Lorsque des spectateurs, supporters ou acteurs sportifs, culturels, écologistes, politiques, brandissent le Rouge-Vert-Noir, lors de manifestations, certains parlent de gens qui voudraient « imposer ». Alors, qu’on nous dise : lorsque, durant les années 1970, le Racing-club de Rivière-Pilote sur le terrain de football, les groupes de militants menés par Marc PULVAR à Fort-de-France, les maires utilisant « la journée du maire », manifestaient pour la reconnaissance du 22 Mai, lorsqu’en 1987 le Komité LE PEN déwò enfonçait les palissades de l’aéroport pour occuper la piste, était-ce de la « provocation », « une volonté d’imposer », « ne pas respecter les opinions de chacun » ? Ou s’agissait-il et s’agit-il plutôt de manifestations de la conscience identitaire qui ont prouvé leur légitimité historique ?

 

Il se dit aussi qu’en basant le combat pour le RVN sur la plateforme large de l’Identité, de l’Existence martiniquaise (et non plus seulement sur la seule base de la revendication indépendantiste), on procède à sa dépolitisation, sa désymbolisation, on le rend « light ». C’est certainement sous-estimer le fait que l’histoire et l’actualité martiniquaises sont profondément marquées par la lutte contre le racisme puis contre l’assimilation (son prolongement moderne). Cette lutte est sociale, culturelle et éminemment politique. La revendication indépendantiste est un aspect, une forme de cette lutte, elle n’est pas toute cette lutte. Participent à cette lutte les indépendantistes, mais aussi les autonomistes identitaires et aussi les régionalistes identitaires. Est-il possible, dans cette lutte, de fédérer toutes ces sensibilités, chacune étant libre, par ailleurs, de poursuivre ses objectifs ? C’est déjà ce qui se fait !

 

            Maintenant, il est vrai que, quelles que soient les questions abordées, on trouve des gens qui défendent une bonne cause avec de mauvais arguments ou méthodes.

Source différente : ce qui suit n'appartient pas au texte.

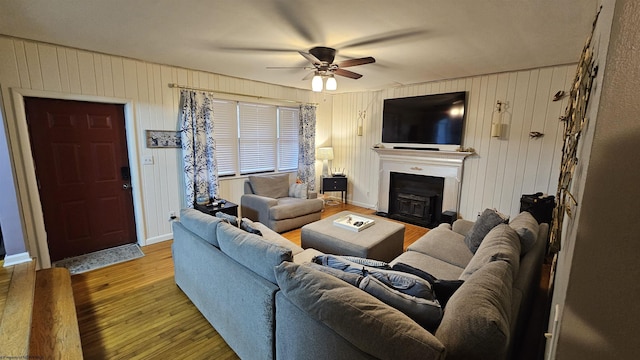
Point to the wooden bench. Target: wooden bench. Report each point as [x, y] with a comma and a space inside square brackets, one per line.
[54, 328]
[39, 315]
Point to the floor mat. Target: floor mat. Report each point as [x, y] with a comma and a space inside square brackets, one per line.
[100, 259]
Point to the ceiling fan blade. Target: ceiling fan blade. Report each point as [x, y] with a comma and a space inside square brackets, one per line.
[312, 59]
[356, 62]
[347, 73]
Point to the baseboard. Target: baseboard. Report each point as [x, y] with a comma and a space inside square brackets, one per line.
[16, 259]
[157, 239]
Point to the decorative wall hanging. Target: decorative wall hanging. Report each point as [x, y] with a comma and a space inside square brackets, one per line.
[574, 119]
[163, 139]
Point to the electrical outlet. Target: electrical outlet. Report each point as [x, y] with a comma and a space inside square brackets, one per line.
[147, 160]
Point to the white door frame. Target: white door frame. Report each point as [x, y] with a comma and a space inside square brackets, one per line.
[29, 196]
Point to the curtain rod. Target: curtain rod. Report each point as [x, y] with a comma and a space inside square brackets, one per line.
[173, 85]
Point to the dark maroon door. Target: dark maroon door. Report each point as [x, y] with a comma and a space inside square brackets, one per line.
[80, 154]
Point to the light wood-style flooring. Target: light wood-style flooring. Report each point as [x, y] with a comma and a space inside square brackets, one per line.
[134, 310]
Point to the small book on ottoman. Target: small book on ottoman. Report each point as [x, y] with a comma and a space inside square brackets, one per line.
[353, 222]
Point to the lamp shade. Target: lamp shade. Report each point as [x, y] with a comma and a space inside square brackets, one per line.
[324, 153]
[316, 83]
[331, 84]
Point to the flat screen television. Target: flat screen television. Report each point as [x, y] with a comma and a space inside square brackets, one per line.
[427, 121]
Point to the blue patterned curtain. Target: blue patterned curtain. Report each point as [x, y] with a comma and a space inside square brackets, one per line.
[307, 146]
[198, 147]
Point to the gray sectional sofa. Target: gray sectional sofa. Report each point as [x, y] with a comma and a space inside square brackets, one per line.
[265, 299]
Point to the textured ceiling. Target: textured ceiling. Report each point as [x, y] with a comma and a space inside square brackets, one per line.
[413, 41]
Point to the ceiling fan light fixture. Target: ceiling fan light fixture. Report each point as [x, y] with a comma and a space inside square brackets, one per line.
[316, 83]
[331, 84]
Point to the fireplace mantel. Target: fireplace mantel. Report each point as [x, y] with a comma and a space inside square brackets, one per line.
[445, 164]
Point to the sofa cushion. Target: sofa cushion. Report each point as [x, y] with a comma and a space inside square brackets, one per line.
[527, 228]
[273, 186]
[443, 289]
[403, 282]
[252, 251]
[233, 220]
[444, 244]
[501, 242]
[297, 190]
[306, 256]
[426, 312]
[289, 208]
[476, 321]
[485, 222]
[249, 227]
[355, 315]
[435, 267]
[200, 224]
[272, 236]
[367, 262]
[349, 278]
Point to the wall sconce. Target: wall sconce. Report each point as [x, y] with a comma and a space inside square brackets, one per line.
[496, 120]
[325, 154]
[362, 114]
[331, 84]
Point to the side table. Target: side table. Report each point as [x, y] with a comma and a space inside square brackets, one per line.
[335, 183]
[224, 206]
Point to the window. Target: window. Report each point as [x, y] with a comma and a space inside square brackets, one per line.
[225, 135]
[253, 138]
[288, 130]
[257, 137]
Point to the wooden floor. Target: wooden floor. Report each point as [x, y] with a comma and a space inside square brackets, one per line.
[134, 310]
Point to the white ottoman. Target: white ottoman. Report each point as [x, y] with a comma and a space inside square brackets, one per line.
[383, 240]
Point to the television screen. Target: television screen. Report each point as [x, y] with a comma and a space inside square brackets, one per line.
[429, 119]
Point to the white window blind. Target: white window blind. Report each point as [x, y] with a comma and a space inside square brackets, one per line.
[257, 126]
[288, 138]
[225, 134]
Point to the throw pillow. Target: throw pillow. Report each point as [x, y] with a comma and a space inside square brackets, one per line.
[426, 312]
[273, 186]
[489, 219]
[526, 226]
[298, 190]
[227, 218]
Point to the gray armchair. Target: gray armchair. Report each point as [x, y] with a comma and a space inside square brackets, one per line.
[281, 206]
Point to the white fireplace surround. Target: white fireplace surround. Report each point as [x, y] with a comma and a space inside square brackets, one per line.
[444, 164]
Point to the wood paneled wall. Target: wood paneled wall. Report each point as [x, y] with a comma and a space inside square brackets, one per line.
[503, 169]
[60, 71]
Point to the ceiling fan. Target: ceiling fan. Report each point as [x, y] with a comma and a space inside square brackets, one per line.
[321, 59]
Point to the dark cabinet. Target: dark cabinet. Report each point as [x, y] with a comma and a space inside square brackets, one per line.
[335, 183]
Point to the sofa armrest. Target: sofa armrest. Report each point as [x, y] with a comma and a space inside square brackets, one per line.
[462, 226]
[256, 207]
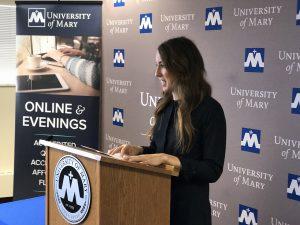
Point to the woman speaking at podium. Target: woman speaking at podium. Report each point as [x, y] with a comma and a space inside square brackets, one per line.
[189, 133]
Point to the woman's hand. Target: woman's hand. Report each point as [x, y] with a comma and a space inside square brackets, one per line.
[72, 52]
[54, 54]
[126, 150]
[155, 159]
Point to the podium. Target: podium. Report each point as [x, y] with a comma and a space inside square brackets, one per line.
[91, 188]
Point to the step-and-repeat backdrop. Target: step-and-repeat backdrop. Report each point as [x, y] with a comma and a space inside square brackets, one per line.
[252, 56]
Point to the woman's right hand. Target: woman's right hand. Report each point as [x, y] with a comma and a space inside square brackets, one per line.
[126, 150]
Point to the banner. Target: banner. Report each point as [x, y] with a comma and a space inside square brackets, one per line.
[252, 58]
[58, 84]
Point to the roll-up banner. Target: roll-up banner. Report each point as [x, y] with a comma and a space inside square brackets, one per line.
[58, 84]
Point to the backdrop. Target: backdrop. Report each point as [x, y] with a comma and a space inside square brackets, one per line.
[253, 63]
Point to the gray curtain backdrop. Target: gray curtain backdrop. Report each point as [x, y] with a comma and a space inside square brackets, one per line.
[252, 56]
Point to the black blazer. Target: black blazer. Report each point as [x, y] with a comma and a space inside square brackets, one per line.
[202, 165]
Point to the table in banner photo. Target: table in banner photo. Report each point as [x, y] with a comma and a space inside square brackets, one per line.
[24, 212]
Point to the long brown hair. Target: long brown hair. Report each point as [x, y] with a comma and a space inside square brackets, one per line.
[184, 62]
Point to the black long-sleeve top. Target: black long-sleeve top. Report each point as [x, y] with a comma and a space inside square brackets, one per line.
[203, 164]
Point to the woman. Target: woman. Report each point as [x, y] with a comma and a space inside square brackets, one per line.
[189, 133]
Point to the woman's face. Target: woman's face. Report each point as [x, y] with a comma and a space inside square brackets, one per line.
[163, 74]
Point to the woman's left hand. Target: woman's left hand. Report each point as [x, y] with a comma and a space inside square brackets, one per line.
[154, 159]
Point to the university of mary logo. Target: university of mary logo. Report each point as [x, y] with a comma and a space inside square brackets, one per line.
[254, 60]
[71, 189]
[293, 190]
[145, 23]
[250, 140]
[36, 17]
[118, 117]
[247, 215]
[119, 57]
[213, 18]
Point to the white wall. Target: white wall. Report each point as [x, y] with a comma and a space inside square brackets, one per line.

Il est difficile d’éviter cela. Et le Rouge-Vert-Noir n’y échappe pas. En réalité, le vrai débat qui s’impose est celui de l’opportunité des formes de luttes choisies à tel moment, en tel lieu, en telles circonstances. Sont-elles efficaces ? Permettent-elles de parler à la masse des indécis, des gens honnêtes qui s’interrogent, de préserver et de promouvoir le message fondamental ? Pour notre part :

- nous ne croyons pas à l’efficacité des injures et des menaces, ni en celle d’opérations coups de poings en tout lieu et moment, pour traiter de divergences, mêmes aiguës, dans le camp identitaire ;

- nous disons que, pour lutter, il ne suffit pas d’avoir des convictions et des états d’âme et, qu’entre autres choses, il faut prendre le temps de préparer une manifestation et la maîtriser ;

- nous n’adhérons pas au dénigrement, sur les réseaux sociaux, de kòn lanbi, un instrument hautement symbolique de la culture et des résistances martiniquaises ; de même que nous ne répétons pas des informations non avérées sur la présence de Rouge/Noir dans les luttes de 1665 (avec Francisque FABULE) et 1801 (avec Jean KINA), et sur la présence de RVN dans l’Insurrection du Sud de 1870 ;

- nous nous en tenons au débat sur RVN et évitons de mêler nos appréciations là-dessus à celles sur la politique globale de telle ou telle force politique, y compris de la majorité actuelle (ou autre future) de la CTM ; nous laissons cela aux partis politiques ;

- nous choisissons, actuellement, de donner la priorité à l’information et à l’explication, afin de déconstruire les idées reçues et construire une adhésion consciente du plus grand nombre.

 

            Ils ont de l’argent et du pouvoir. Nos seules véritables armes sont la conscience et l’organisation. Nous devons les préserver à la fois des manœuvres liquidatrices et des dérives dites « radicales », et développer l’engagement à la fois résolu et serein envers RVN.